Thursday, April 16, 2020

Reflecting on our time apart

Having gone through this Lenten period much as you all have - separated from my beloved in the Lord - I've had some time to reflect on what is being done across our country and across the globe.


Many people are watching videos either live or pre-recorded from their homes. That's great.

Many families are standing in their living rooms with tables pushed to the side, bowing, crossing themselves, and celebrating much as they would at church. That's even better.

Many are watching seated on comfortable couches in comfortable clothes lamenting the state of things as they watch. That's less good.

Still other families are eschewing these videocasts entirely in favor of modified services. They find texts online or adjusts books they already have on hand. Wonderful.

And yet others are doing absolutely nothing. "It's hard enough just surviving," they say. "I am barely keeping myself together, much less adding things to an already impossible situation." How dreadful.


There's a discernible pulse to all of this.

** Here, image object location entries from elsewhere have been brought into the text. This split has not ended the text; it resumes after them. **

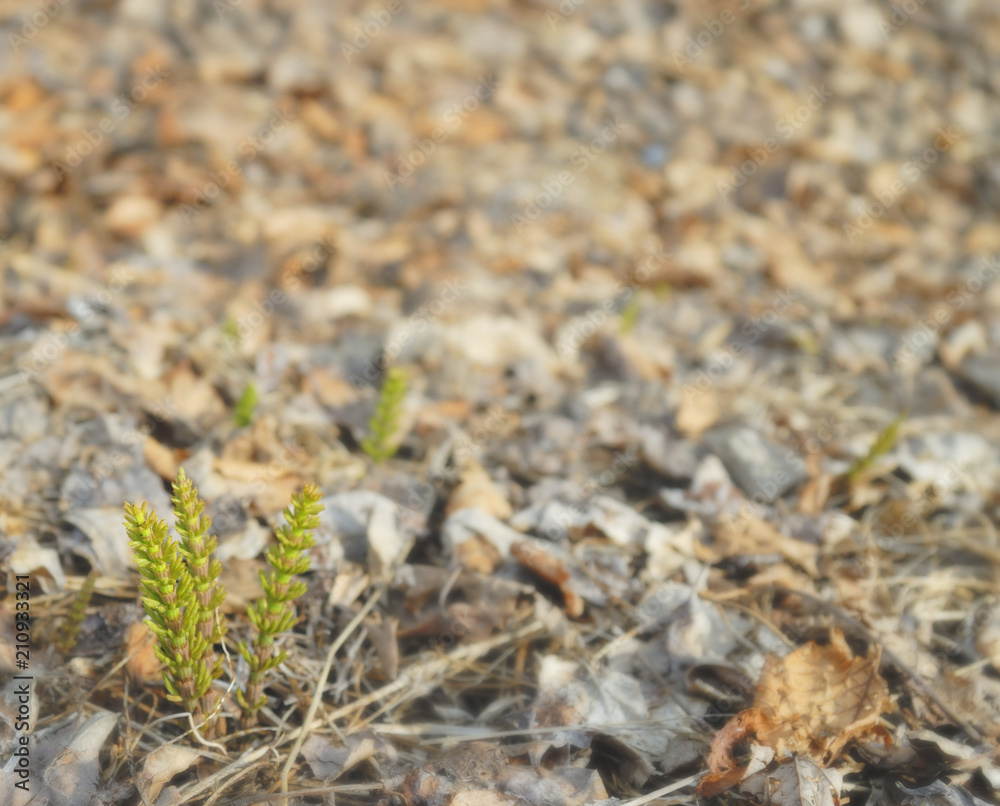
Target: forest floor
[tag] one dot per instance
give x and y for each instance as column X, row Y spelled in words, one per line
column 696, row 480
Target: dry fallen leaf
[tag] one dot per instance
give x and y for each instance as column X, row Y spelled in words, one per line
column 142, row 666
column 752, row 535
column 810, row 703
column 478, row 491
column 698, row 411
column 551, row 569
column 795, row 782
column 162, row 765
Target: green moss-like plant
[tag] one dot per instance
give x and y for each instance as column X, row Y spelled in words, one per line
column 245, row 406
column 883, row 444
column 181, row 594
column 274, row 613
column 385, row 421
column 167, row 592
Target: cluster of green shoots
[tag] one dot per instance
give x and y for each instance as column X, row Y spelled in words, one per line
column 181, row 594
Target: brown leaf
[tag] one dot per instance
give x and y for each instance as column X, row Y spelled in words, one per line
column 819, row 698
column 810, row 703
column 795, row 782
column 551, row 569
column 142, row 665
column 478, row 491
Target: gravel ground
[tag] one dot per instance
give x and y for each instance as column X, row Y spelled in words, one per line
column 691, row 296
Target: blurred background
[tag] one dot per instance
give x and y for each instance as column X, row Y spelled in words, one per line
column 702, row 295
column 781, row 214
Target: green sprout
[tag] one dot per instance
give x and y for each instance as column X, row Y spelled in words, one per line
column 245, row 406
column 630, row 315
column 883, row 444
column 384, row 423
column 274, row 613
column 181, row 595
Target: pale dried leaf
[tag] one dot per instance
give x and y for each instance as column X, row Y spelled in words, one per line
column 162, row 765
column 795, row 782
column 478, row 491
column 818, row 698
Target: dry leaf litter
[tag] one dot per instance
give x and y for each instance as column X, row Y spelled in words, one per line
column 696, row 488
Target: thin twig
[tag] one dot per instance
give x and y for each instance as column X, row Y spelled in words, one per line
column 684, row 782
column 321, row 683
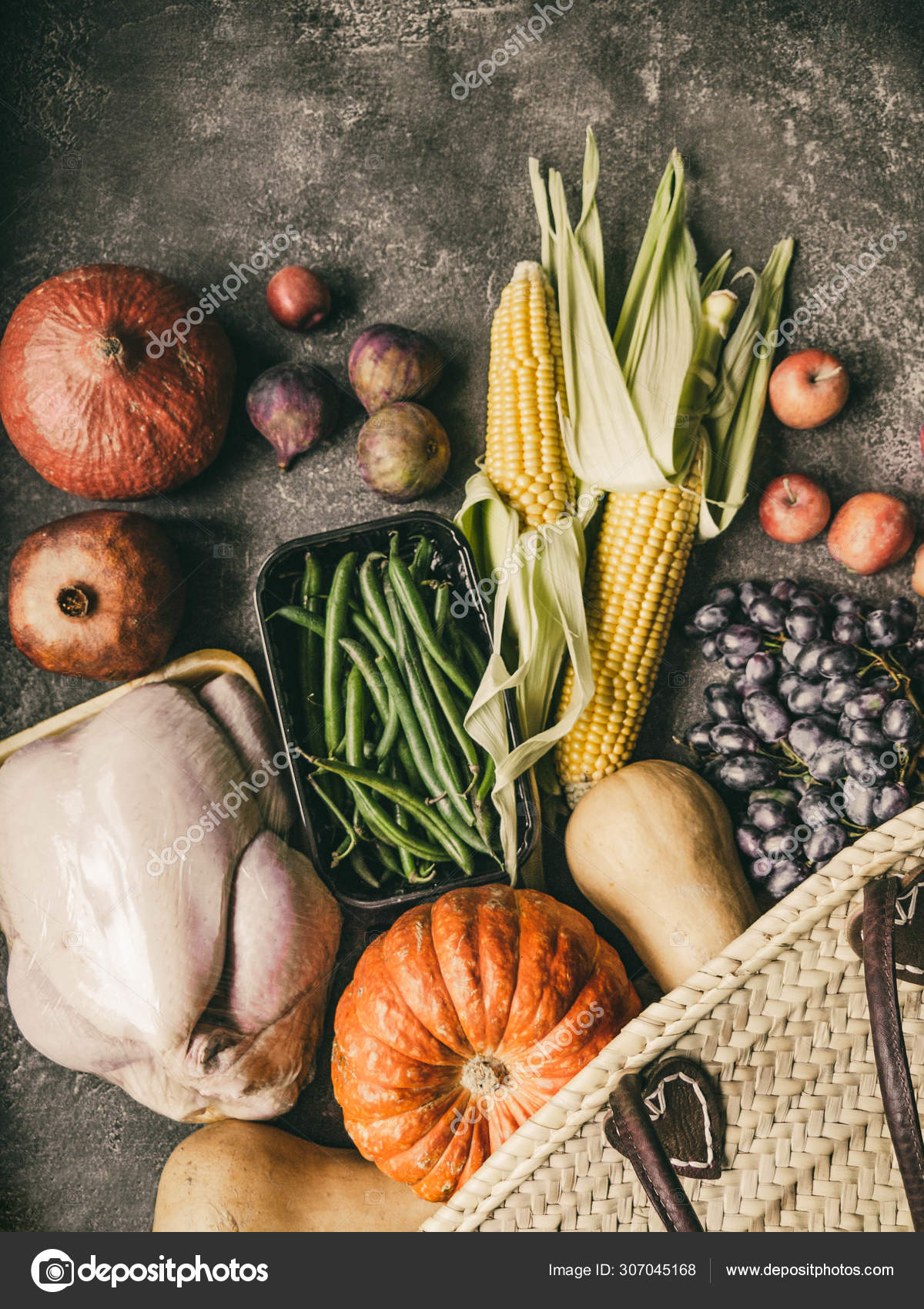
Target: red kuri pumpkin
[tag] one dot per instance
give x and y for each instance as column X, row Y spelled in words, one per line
column 462, row 1020
column 95, row 397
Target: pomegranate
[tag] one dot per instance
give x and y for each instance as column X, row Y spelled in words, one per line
column 95, row 594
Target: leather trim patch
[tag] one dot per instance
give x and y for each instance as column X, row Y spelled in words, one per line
column 686, row 1112
column 909, row 935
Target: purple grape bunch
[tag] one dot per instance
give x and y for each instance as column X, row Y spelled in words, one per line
column 815, row 738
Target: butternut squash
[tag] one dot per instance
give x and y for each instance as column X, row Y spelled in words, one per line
column 248, row 1177
column 652, row 849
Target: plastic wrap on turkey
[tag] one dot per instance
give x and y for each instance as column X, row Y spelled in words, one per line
column 161, row 931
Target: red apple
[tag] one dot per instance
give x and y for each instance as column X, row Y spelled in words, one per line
column 297, row 297
column 793, row 508
column 808, row 389
column 918, row 575
column 871, row 532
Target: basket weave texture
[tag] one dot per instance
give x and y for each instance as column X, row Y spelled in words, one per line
column 780, row 1020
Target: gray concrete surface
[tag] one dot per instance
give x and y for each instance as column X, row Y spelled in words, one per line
column 182, row 135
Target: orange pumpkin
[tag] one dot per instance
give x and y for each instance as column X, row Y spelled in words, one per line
column 462, row 1020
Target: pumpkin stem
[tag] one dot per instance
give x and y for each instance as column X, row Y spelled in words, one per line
column 110, row 347
column 482, row 1076
column 75, row 601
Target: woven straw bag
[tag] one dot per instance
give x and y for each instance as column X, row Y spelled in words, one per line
column 782, row 1023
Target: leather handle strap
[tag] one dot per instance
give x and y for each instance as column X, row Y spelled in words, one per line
column 641, row 1144
column 892, row 1060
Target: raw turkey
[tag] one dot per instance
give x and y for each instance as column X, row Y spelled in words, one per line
column 161, row 931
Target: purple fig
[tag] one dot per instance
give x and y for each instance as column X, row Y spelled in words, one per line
column 390, row 364
column 293, row 406
column 402, row 452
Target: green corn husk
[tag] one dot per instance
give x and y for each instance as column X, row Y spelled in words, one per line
column 628, row 428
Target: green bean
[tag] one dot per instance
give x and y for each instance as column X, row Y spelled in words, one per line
column 406, row 759
column 397, row 791
column 407, row 864
column 370, row 591
column 364, row 661
column 441, row 609
column 344, row 849
column 437, row 781
column 335, row 809
column 370, row 632
column 484, row 815
column 447, row 702
column 355, row 714
column 361, row 869
column 389, row 859
column 383, row 829
column 301, row 617
column 419, row 619
column 334, row 628
column 310, row 650
column 419, row 566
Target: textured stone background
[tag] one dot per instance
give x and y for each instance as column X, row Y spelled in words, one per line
column 182, row 135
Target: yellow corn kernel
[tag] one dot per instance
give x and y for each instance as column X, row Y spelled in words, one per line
column 631, row 591
column 524, row 454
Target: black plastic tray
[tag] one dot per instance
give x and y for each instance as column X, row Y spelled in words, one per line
column 278, row 584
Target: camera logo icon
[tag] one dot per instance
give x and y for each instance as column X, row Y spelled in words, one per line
column 52, row 1270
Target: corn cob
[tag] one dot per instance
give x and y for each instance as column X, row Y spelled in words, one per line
column 524, row 454
column 632, row 585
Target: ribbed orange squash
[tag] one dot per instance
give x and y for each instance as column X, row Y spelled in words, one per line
column 462, row 1020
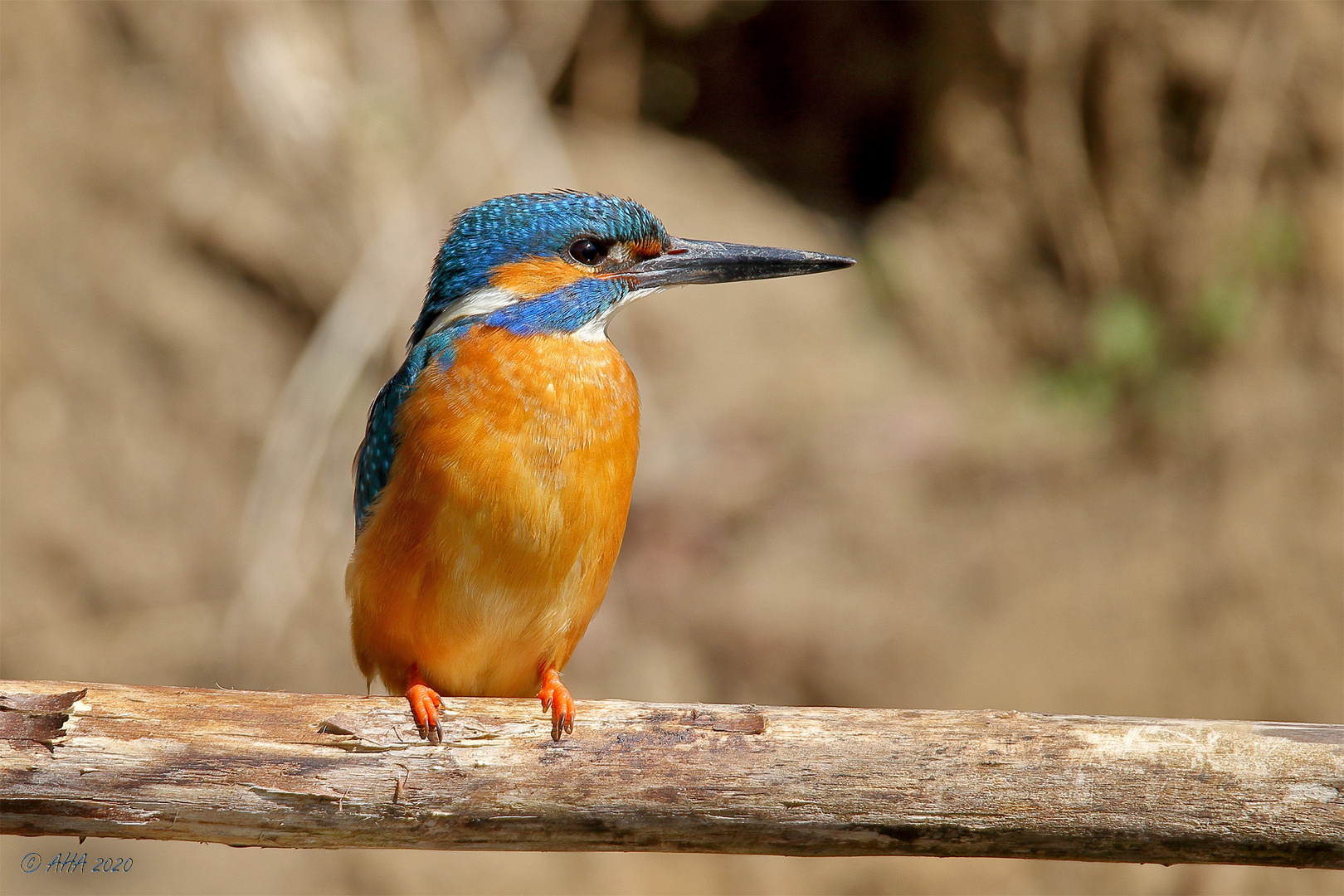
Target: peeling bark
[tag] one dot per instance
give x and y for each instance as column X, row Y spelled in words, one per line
column 319, row 770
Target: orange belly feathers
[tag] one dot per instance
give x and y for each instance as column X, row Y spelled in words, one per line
column 492, row 544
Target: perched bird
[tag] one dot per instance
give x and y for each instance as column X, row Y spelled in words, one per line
column 494, row 480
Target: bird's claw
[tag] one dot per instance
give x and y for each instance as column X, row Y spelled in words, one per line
column 425, row 704
column 557, row 698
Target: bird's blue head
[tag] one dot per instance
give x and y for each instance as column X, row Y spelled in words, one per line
column 563, row 262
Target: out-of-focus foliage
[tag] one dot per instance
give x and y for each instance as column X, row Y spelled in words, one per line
column 1069, row 438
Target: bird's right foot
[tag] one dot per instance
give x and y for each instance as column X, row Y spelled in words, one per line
column 425, row 705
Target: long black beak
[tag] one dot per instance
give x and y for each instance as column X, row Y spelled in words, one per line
column 694, row 261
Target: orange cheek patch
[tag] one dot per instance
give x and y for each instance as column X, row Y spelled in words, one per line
column 535, row 275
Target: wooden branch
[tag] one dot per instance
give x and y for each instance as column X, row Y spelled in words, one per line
column 318, row 770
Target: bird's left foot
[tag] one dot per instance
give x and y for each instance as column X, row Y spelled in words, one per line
column 557, row 698
column 425, row 704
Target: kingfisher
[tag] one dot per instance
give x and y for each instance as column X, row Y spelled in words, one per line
column 494, row 480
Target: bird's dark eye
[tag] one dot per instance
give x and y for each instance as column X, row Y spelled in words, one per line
column 587, row 251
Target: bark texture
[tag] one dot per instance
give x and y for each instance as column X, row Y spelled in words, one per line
column 320, row 770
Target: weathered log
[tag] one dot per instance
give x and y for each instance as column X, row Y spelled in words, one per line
column 319, row 770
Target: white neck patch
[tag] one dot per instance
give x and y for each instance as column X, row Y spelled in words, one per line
column 483, row 301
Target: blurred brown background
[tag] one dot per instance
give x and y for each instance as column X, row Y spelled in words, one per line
column 1068, row 440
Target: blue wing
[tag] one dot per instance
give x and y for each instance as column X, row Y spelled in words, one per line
column 378, row 450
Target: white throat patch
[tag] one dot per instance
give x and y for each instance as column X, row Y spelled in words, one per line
column 596, row 329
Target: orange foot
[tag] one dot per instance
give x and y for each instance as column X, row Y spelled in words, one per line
column 424, row 702
column 558, row 700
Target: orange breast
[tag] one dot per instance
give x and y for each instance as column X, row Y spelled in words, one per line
column 492, row 544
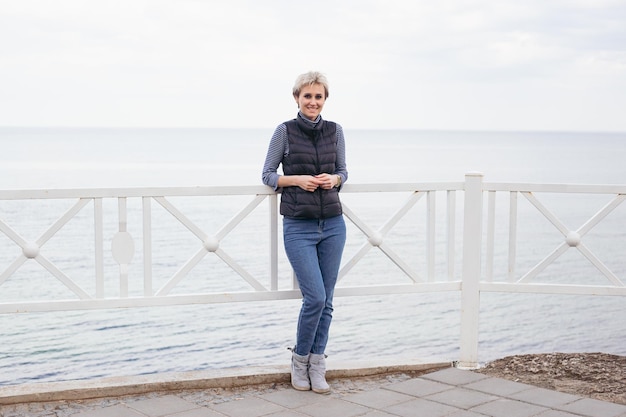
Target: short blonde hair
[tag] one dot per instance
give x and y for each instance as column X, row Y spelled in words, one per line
column 310, row 78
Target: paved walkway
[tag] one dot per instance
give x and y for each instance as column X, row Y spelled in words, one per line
column 447, row 392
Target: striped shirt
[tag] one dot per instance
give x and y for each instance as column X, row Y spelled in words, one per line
column 279, row 148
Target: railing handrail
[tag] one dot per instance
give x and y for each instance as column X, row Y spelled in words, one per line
column 472, row 281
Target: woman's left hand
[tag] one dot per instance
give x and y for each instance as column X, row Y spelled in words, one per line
column 327, row 181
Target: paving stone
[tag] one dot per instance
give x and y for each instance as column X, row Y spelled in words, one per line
column 290, row 398
column 419, row 387
column 247, row 407
column 462, row 398
column 497, row 386
column 379, row 398
column 421, row 407
column 509, row 408
column 161, row 406
column 545, row 397
column 594, row 408
column 332, row 407
column 454, row 376
column 113, row 411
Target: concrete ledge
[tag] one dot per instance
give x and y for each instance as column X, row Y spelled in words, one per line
column 215, row 378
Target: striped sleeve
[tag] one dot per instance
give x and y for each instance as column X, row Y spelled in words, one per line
column 275, row 152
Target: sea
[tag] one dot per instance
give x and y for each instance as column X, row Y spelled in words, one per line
column 77, row 345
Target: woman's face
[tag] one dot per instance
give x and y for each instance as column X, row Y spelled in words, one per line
column 311, row 100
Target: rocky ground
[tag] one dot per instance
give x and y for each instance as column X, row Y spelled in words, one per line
column 595, row 375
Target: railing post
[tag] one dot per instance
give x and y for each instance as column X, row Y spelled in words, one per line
column 470, row 290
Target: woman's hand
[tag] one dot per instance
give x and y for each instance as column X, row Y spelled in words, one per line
column 309, row 182
column 327, row 181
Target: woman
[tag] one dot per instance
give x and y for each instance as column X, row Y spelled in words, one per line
column 312, row 153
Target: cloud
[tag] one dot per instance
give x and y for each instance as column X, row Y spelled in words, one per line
column 417, row 64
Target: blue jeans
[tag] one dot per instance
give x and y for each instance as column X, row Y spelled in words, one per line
column 314, row 248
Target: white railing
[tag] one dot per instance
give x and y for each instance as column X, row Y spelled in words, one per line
column 431, row 264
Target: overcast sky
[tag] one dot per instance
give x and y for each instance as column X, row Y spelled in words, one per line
column 419, row 64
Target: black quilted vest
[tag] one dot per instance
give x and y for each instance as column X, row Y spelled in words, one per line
column 312, row 151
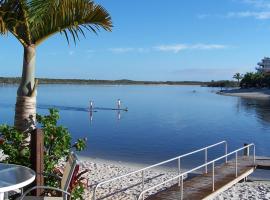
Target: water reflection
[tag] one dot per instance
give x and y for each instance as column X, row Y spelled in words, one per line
column 259, row 107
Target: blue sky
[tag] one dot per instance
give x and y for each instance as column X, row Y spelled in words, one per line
column 157, row 40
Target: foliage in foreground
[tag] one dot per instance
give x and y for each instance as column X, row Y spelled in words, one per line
column 57, row 145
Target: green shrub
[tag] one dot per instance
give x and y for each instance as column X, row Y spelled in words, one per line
column 57, row 146
column 255, row 79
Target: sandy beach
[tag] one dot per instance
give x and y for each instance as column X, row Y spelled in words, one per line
column 130, row 187
column 263, row 93
column 124, row 188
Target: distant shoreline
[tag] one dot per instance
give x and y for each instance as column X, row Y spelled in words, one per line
column 254, row 93
column 15, row 80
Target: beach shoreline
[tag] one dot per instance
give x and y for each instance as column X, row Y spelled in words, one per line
column 254, row 93
column 130, row 187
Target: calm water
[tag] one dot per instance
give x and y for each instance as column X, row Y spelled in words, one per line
column 162, row 121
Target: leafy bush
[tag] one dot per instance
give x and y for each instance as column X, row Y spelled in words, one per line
column 255, row 79
column 57, row 146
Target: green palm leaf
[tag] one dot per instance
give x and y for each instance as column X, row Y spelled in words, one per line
column 32, row 22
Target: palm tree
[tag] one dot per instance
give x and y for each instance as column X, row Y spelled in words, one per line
column 238, row 77
column 31, row 22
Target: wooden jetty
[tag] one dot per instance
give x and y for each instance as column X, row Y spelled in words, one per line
column 263, row 162
column 201, row 186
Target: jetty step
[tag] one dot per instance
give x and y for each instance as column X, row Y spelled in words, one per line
column 200, row 187
column 263, row 162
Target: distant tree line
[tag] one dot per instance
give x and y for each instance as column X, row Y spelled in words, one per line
column 16, row 80
column 222, row 83
column 255, row 79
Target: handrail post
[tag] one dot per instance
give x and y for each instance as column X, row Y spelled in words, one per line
column 213, row 176
column 226, row 152
column 254, row 155
column 205, row 160
column 236, row 157
column 143, row 183
column 179, row 171
column 182, row 188
column 94, row 193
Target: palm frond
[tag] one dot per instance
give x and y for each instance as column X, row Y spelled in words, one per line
column 13, row 18
column 69, row 17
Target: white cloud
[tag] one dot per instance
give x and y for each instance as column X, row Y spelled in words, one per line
column 128, row 49
column 71, row 53
column 256, row 15
column 258, row 3
column 121, row 50
column 180, row 47
column 90, row 51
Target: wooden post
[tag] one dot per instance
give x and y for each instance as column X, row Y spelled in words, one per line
column 37, row 158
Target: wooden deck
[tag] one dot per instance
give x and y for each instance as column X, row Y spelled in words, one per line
column 200, row 187
column 263, row 163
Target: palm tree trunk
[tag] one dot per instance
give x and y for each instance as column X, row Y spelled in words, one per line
column 25, row 109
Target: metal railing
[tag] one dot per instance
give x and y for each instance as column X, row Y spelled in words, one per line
column 178, row 158
column 181, row 176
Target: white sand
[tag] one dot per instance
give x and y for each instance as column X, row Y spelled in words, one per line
column 125, row 188
column 259, row 190
column 247, row 93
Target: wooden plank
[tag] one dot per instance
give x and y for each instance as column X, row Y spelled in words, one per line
column 200, row 187
column 263, row 163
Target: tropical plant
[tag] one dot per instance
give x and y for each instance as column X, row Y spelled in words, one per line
column 31, row 22
column 238, row 77
column 255, row 79
column 57, row 146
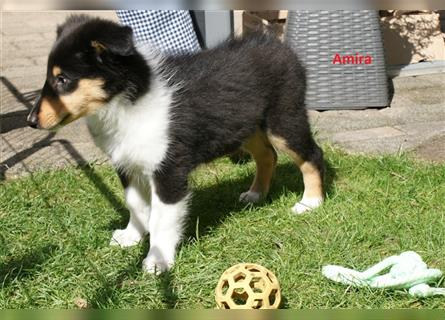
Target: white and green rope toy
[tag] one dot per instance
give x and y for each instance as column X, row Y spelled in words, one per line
column 407, row 271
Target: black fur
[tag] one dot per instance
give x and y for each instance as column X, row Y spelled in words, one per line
column 226, row 94
column 123, row 68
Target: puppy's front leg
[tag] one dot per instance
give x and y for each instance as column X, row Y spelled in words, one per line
column 137, row 196
column 168, row 209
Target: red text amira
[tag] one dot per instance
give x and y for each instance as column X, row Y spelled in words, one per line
column 351, row 59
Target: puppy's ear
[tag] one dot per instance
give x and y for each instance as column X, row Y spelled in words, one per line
column 72, row 22
column 118, row 41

You can almost feel the heartbeat of our connection to His Body pumping in time to the rising and falling of the sun. For some of us this rise and fall under our fingers is still quite strong - hardly diminished. For others it is a slow and soft thing - distant and muted. And for no small number of us, there is no discernible pulse at all.

And this, from my experience, is how people deal with times of tribulation of any kind. It doesn't have to be a global pandemic. It could be a problem at work or a financial problem or even the death of a loved one. In those times where there is difficulty sometimes it is Our Lord whose heart seems to beat for us - it is He who gives us the strength of heart to continue. If our heart is broken in sorrow, it is His love and care that will keep us alive.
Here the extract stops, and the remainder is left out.